Authors: Jonah Keri
The Yankees and Red Sox have ably achieved those two markers of baseball success, win now and win later. From the first post-strike
season of 1995 through 2010, the Yankees made the playoffs fifteen times in sixteen tries, the Red Sox nine times. The two teams combined to win the World Series seven times in that stretch. That’s despite playing in the same division, putting the onus on one of the two to win the AL wild-card spot every year. With a mountain of resources at their disposal and intelligent management at the helm, both teams can load up on veterans who can win in the short haul, then invest in the draft and international market to keep winning long-term. Can the Rays, Jays, and Orioles do the same?
“It’s unlikely,” said J. P. Ricciardi, the Jays’ former GM. From 2006 to 2008, the Jays averaged more than 85 wins a season. Place them in the NL West in ’08 or the NL Central in ’06 with their win totals in those years and they win those divisions. And that’s without accounting for the hellacious, AL East–heavy unbalanced schedules they played, which probably cost them a bunch of wins over that three-year stretch. “You can’t just be good to make the playoffs, you have to be
great
. It doesn’t mean Tampa can’t get there or [the Blue Jays] can’t get there. But even if you do, it’s very unlikely that you will rattle off a few years in a row making the playoffs. The big monsters that sit in the division make that almost impossible.”

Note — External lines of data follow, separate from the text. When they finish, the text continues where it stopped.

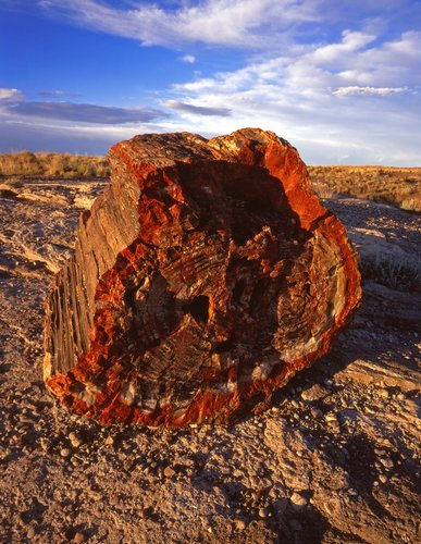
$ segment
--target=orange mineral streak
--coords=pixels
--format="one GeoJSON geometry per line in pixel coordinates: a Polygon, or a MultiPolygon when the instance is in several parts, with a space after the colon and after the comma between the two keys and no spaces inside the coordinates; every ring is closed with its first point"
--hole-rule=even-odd
{"type": "MultiPolygon", "coordinates": [[[[185,426],[212,420],[228,422],[235,415],[252,410],[258,403],[267,401],[272,393],[283,386],[296,372],[323,356],[329,350],[333,338],[349,321],[352,311],[359,305],[361,298],[360,275],[355,251],[346,238],[342,223],[320,203],[311,189],[306,165],[296,149],[284,140],[280,140],[272,133],[259,129],[238,131],[231,136],[210,140],[209,144],[210,146],[206,140],[200,139],[195,145],[198,146],[198,149],[200,146],[206,147],[207,153],[213,156],[216,165],[208,157],[181,160],[181,162],[196,168],[197,172],[201,172],[201,176],[205,178],[208,174],[211,176],[210,185],[209,187],[205,186],[205,190],[215,190],[211,186],[211,181],[215,178],[215,172],[219,172],[221,161],[259,169],[259,172],[264,169],[268,173],[264,175],[270,175],[271,178],[278,181],[285,195],[286,205],[275,194],[259,194],[262,189],[252,184],[247,185],[249,182],[242,182],[245,198],[252,199],[252,190],[256,190],[258,200],[264,201],[267,198],[269,201],[277,200],[277,207],[288,206],[299,222],[296,228],[308,233],[308,236],[318,233],[325,240],[329,240],[330,246],[335,249],[339,263],[340,272],[338,273],[344,279],[340,311],[334,317],[332,325],[321,332],[318,342],[314,343],[313,347],[309,347],[305,355],[283,359],[282,354],[280,354],[278,360],[264,375],[259,374],[251,379],[255,374],[250,373],[242,378],[239,375],[242,362],[238,361],[232,362],[228,368],[201,362],[202,368],[198,380],[200,385],[191,400],[183,409],[164,398],[157,400],[156,406],[151,405],[147,408],[136,404],[132,398],[129,385],[136,384],[136,368],[126,364],[123,359],[126,361],[135,360],[138,347],[135,343],[133,345],[124,343],[121,332],[124,330],[123,321],[126,319],[121,308],[127,307],[127,319],[132,319],[129,318],[132,310],[126,300],[131,285],[134,279],[141,286],[143,279],[145,282],[149,282],[151,277],[154,277],[151,271],[157,269],[157,263],[164,267],[169,277],[178,279],[181,284],[187,286],[194,285],[198,281],[201,269],[195,264],[197,260],[187,259],[185,265],[179,265],[178,271],[177,263],[183,264],[184,257],[179,257],[183,247],[181,249],[176,249],[176,247],[182,246],[183,240],[187,239],[186,236],[190,236],[188,239],[196,240],[195,244],[203,244],[206,247],[212,248],[214,244],[212,236],[214,235],[208,234],[203,237],[200,228],[197,231],[195,205],[186,186],[179,181],[181,176],[184,175],[184,170],[179,164],[173,162],[156,165],[153,158],[145,157],[146,153],[141,151],[141,143],[139,144],[137,140],[119,144],[112,148],[113,157],[117,158],[117,160],[113,160],[114,175],[131,178],[140,187],[135,209],[139,218],[138,236],[116,255],[113,267],[98,279],[95,293],[94,327],[89,332],[90,346],[88,351],[77,357],[74,367],[66,374],[51,373],[46,378],[48,387],[65,406],[78,413],[92,417],[102,424],[132,421],[145,425],[185,426]],[[163,240],[169,244],[165,254],[160,252],[159,249],[163,245],[163,240]],[[172,257],[169,258],[170,251],[174,252],[175,264],[172,264],[172,257]]],[[[239,172],[238,175],[240,175],[242,168],[244,166],[239,165],[236,170],[239,172]]],[[[234,173],[236,171],[233,170],[234,173]]],[[[255,170],[250,172],[255,172],[255,170]]],[[[226,182],[226,184],[228,183],[231,182],[226,182]]],[[[268,187],[270,187],[269,182],[268,187]]],[[[225,218],[214,218],[212,224],[216,225],[212,227],[214,228],[212,232],[216,232],[220,239],[230,237],[228,228],[231,227],[225,218]]],[[[277,240],[273,235],[272,238],[268,235],[265,244],[264,251],[260,249],[260,246],[257,246],[256,250],[249,246],[248,254],[245,254],[247,256],[245,262],[258,262],[260,259],[261,272],[259,273],[262,274],[262,279],[276,279],[283,273],[284,268],[283,262],[276,262],[277,240]]],[[[230,255],[238,251],[236,258],[240,259],[240,251],[244,249],[238,249],[238,244],[231,242],[230,255]]],[[[157,269],[156,274],[158,272],[157,269]]],[[[218,269],[215,269],[215,274],[218,274],[218,269]]],[[[308,275],[317,289],[317,271],[310,270],[308,275]]],[[[147,286],[145,292],[147,292],[147,286]]],[[[143,293],[140,288],[136,295],[140,305],[143,304],[143,293]]],[[[209,293],[205,290],[205,293],[209,300],[210,320],[226,305],[233,306],[231,295],[221,294],[216,298],[212,289],[209,293]]],[[[240,299],[237,304],[240,304],[240,299]]],[[[315,307],[318,298],[309,299],[309,304],[315,307]]],[[[232,311],[235,312],[234,306],[232,311]]],[[[150,310],[146,307],[145,311],[150,310]]],[[[178,310],[178,312],[181,311],[178,310]]],[[[214,334],[215,337],[220,338],[220,342],[228,343],[230,334],[225,332],[224,326],[230,326],[228,323],[232,322],[230,313],[224,319],[225,321],[214,325],[214,334]]],[[[161,334],[159,327],[166,325],[157,322],[154,326],[161,334]]],[[[171,334],[174,335],[181,324],[172,326],[171,334]]],[[[199,326],[201,326],[200,323],[199,326]]],[[[139,331],[144,334],[141,327],[139,331]]],[[[153,331],[146,331],[145,334],[153,334],[153,331]]],[[[203,334],[206,333],[203,332],[203,334]]],[[[146,349],[145,356],[147,356],[148,350],[153,355],[156,349],[159,349],[159,346],[157,347],[152,342],[151,347],[146,349]]],[[[162,379],[165,380],[165,376],[163,375],[162,379]]]]}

In a span of two decades, Dave Dombrowski built the foundation of winning clubs in Montreal, Florida, and Detroit, including three World Series winners and a ’94 Expos club that would’ve been a World Series favorite if not for that season’s strike. The current Tigers GM has served as a head of player development and was also baseball’s youngest GM when, at thirty-one, he took the Expos’ reins in 1988. Few executives in any sport can claim Dombrowski’s success in building winning teams from the ground up. “If you’re Baltimore, Tampa Bay, or Toronto, you know that there’s no sense in shortcutting what you’re doing,” he said. “If you’re going to be good, you’d better build your foundation and take your time, because you’re going to have to compete year in and year out. A lot of times what we all do is try to shortcut the process, speed it up, maybe continue building while trying to win. In that division, it’s tough. I’m not sure you can do it.”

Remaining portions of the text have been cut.